La búsqueda generativa está cambiando la relación entre las organizaciones y sus públicos. Ya no basta con publicar información correcta: ahora también hay que asegurarse de que la inteligencia artificial la entiende, la resume y la recomienda bien.

la conversación sobre GEO no debería reducirse a una nueva sigla ni a una moda del marketing digital.

Durante años, las marcas han trabajado con una lógica bastante clara: si el usuario tenía una duda, acudía a un buscador; si la organización conseguía suficiente relevancia y visibilidad, lograba ocupar espacio en los resultados y, con suerte, ese usuario hacía clic en la web oficial para resolver su necesidad.

Ese recorrido empieza a cambiar. Hoy, muchas personas ya no buscan: conversan. No navegan entre diez enlaces, sino que esperan una respuesta directa.
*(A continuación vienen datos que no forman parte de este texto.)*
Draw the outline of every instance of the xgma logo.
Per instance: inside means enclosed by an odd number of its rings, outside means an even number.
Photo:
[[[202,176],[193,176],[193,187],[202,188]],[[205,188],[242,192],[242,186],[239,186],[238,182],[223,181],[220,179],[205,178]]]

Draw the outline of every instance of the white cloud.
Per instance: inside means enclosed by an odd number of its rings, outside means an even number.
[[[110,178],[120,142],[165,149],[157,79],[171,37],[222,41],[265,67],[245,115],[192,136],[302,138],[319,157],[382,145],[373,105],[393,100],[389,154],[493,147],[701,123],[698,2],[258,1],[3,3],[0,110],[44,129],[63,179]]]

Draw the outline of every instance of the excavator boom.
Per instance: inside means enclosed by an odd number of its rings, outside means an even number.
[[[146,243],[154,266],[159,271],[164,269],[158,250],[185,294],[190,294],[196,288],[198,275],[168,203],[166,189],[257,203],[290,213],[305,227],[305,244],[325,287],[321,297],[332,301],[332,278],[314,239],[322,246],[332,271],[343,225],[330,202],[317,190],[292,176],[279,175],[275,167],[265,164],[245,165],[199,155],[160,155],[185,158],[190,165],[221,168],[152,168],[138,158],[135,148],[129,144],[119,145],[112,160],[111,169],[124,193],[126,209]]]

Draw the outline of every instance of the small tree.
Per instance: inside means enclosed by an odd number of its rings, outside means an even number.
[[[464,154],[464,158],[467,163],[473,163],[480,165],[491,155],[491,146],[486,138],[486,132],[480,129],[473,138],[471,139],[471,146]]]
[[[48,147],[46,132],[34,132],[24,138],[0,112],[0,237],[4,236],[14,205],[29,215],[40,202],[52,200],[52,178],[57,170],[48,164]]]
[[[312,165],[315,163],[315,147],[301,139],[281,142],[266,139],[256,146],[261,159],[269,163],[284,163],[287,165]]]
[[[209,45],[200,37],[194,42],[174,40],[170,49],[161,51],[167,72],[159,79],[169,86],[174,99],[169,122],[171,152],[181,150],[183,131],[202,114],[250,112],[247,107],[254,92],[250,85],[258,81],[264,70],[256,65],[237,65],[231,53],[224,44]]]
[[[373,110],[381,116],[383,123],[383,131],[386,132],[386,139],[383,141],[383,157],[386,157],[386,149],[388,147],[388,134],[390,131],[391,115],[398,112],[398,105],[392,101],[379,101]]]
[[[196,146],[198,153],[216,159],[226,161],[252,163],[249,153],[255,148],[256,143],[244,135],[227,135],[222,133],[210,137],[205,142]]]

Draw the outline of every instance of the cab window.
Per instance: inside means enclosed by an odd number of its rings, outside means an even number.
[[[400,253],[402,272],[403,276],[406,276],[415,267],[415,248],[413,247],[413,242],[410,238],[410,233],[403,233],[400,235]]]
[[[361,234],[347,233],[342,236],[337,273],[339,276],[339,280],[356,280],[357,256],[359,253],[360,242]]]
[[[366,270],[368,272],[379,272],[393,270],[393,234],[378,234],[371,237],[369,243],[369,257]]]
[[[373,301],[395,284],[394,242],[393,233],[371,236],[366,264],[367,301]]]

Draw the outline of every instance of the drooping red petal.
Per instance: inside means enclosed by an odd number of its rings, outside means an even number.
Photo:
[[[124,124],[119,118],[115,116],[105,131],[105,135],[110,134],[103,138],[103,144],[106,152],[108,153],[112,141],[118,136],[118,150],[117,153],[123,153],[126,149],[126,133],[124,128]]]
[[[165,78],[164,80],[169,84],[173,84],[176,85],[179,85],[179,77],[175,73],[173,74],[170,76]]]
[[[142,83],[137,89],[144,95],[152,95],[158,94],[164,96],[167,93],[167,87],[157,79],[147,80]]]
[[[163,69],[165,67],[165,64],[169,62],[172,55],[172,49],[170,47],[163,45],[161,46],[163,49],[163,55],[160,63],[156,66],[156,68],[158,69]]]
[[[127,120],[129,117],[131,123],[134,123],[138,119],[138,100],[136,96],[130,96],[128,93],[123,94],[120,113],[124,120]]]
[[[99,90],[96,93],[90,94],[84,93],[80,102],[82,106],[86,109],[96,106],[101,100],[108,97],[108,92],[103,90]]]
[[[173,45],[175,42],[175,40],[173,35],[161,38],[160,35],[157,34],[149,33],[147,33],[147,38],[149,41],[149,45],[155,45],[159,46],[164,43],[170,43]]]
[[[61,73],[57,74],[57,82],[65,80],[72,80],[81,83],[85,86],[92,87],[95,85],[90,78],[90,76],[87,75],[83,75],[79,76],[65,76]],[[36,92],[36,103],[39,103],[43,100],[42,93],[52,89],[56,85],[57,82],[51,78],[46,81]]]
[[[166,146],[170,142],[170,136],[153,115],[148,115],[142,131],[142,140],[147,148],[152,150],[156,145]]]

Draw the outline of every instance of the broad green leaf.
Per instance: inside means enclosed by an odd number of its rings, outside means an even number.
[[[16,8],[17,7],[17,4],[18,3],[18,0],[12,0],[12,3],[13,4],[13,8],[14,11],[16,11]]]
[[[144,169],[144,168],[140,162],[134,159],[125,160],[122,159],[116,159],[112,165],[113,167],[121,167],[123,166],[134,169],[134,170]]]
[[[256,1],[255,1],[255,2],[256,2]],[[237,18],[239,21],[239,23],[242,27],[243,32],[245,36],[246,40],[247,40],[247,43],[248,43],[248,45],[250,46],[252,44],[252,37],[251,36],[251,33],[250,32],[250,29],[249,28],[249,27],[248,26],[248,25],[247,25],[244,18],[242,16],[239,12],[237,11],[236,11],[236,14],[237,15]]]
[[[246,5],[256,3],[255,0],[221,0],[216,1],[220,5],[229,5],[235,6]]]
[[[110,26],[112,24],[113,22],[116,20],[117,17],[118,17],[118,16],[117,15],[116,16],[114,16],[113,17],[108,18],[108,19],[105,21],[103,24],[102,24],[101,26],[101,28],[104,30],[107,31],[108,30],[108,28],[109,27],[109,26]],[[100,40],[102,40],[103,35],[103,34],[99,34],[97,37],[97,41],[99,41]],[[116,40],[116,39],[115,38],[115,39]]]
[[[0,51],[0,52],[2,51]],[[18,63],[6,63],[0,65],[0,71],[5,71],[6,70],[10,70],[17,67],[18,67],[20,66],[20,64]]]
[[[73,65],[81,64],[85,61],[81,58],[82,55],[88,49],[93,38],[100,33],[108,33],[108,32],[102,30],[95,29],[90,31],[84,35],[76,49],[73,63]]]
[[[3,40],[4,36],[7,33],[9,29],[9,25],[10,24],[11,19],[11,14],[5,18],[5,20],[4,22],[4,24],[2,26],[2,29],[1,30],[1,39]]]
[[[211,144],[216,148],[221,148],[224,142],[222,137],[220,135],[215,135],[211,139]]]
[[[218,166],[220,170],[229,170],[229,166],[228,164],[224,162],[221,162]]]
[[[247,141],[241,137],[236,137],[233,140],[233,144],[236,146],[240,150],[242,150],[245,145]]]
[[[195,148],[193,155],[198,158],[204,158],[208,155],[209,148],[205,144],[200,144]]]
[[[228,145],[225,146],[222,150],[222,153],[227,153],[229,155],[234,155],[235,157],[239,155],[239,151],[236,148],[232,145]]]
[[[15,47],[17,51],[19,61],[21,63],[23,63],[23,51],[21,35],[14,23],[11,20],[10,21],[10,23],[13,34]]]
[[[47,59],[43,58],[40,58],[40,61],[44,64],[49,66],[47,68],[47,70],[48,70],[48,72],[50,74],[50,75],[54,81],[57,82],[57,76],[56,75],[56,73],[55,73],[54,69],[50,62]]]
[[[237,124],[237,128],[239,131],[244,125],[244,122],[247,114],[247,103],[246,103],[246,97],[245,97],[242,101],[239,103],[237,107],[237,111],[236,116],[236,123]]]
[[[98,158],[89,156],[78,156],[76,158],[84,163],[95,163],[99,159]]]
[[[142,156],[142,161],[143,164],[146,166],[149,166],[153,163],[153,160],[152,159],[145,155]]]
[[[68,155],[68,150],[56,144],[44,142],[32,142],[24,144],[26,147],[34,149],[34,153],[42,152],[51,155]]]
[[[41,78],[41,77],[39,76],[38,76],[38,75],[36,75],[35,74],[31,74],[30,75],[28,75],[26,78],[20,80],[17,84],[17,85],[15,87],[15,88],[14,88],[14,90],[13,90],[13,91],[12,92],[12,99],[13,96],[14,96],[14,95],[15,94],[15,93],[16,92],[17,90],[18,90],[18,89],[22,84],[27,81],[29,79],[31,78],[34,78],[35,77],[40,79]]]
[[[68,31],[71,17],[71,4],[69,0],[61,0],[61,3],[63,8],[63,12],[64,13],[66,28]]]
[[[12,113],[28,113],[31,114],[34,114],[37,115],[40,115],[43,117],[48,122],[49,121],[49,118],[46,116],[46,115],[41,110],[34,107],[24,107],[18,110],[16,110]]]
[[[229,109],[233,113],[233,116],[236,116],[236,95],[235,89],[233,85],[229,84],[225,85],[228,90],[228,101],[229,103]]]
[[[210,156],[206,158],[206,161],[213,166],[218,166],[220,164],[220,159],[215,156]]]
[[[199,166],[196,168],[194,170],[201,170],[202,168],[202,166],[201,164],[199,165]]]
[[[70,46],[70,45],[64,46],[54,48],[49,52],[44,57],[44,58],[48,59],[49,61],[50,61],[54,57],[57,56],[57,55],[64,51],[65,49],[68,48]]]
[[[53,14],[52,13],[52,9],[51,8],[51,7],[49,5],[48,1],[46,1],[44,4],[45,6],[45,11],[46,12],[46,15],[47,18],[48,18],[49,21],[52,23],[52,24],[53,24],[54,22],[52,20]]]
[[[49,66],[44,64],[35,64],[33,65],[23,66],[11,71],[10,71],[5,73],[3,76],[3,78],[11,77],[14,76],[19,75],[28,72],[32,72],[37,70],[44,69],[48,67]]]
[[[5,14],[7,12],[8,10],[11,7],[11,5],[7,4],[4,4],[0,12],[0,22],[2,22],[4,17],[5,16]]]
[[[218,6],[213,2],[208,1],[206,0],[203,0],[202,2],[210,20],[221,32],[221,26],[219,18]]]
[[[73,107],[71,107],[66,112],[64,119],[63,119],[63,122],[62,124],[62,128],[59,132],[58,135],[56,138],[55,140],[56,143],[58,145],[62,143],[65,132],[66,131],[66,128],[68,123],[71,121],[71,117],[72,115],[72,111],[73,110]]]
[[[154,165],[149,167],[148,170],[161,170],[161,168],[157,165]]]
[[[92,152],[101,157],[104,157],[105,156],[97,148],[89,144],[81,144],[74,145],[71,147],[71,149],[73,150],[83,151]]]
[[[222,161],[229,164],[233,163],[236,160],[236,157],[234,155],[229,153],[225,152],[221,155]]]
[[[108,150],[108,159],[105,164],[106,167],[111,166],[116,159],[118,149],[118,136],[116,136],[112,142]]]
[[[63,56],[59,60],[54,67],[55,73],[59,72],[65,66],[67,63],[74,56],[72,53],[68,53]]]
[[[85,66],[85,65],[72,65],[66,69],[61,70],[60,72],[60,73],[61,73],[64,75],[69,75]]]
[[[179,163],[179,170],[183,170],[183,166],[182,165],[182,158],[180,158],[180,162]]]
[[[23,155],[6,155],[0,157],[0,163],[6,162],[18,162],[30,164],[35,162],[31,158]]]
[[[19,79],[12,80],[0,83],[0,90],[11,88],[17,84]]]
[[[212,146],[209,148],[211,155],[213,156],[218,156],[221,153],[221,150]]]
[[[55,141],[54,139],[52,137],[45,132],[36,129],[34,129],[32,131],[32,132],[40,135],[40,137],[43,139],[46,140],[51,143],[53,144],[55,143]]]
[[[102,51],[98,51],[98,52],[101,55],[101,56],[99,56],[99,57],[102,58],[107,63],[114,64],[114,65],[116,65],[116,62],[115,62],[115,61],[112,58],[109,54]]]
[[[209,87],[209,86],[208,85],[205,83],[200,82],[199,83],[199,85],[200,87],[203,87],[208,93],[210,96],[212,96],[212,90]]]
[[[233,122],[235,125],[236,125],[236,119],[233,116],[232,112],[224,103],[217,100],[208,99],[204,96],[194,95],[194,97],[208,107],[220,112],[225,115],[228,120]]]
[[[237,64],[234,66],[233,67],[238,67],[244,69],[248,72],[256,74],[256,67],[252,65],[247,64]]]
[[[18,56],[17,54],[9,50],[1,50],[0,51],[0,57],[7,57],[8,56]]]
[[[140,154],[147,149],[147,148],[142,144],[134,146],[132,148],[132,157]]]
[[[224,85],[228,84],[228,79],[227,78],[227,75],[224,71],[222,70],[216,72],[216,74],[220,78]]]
Quieren saber si un museo abre un sábado por la tarde, qué entrada les conviene comprar, qué exposición merece la pena visitar, qué obra no deberían perderse o cómo planificar una visita con niños. Y cada vez más, esas preguntas no se formulan en un buscador tradicional, sino en un asistente de inteligencia artificial.

El cambio puede parecer tecnológico, pero es mucho más profundo. La IA generativa se está convirtiendo en una nueva capa de intermediación entre las organizaciones y sus públicos. Y eso obliga a hacerse una pregunta incómoda: ¿qué ocurre cuando esa respuesta es incompleta, ambigua o directamente incorrecta?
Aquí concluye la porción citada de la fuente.